- Born: Lady Margaret Kennedy
- Died: May 1685
- Spouse: Gilbert Burnet
- Father: John Kennedy, 6th Earl of Cassilis
- Mother: Lady Jean Hamilton

= Lady Margaret Burnet =

Lady Margaret Burnet (died May 1685) was a Scottish religious and political adviser.

==Biography==
Burnet was born Lady Margaret Kennedy to John Kennedy, 6th Earl of Cassilis, a politician, and Lady Jean Hamilton (1607–1642), the daughter of the lawyer and politician Thomas Hamilton, 1st Earl of Haddington. She was well-regarded as a political advisor. King Charles II spoke of her favourably and John Maitland, 1st Duke of Lauderdale referred to her in correspondence as "wife". Their letters were discovered and published in 1828.

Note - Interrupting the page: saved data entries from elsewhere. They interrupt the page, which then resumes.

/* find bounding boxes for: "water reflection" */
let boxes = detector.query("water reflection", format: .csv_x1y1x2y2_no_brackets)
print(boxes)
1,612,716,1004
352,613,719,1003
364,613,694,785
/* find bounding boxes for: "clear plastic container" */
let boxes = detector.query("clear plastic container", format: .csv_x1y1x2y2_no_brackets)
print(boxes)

She was the first wife of Gilbert Burnet, the eminent Whig historian and later Bishop of Salisbury. They married in 1672 or 1673 in secret as there was a large difference in both their ages and their wealth. He was concerned that observers might speculate that he had married Margaret primarily for her wealth. For this reason, he arranged for what is now called a prenuptial agreement where he renounced all claims to her money. It has been speculated that she married on the rebound, after she discovered that Lauderdale's first wife, Lady Anne Home, had died and that he had remarried his formidable second wife Lady Elizabeth Murray.

After the fact of her marriage became well known she moved to London and lived with Burnet. In the 1680s she lost her memory and all recall of facts and people. Margaret died at the end of May 1685.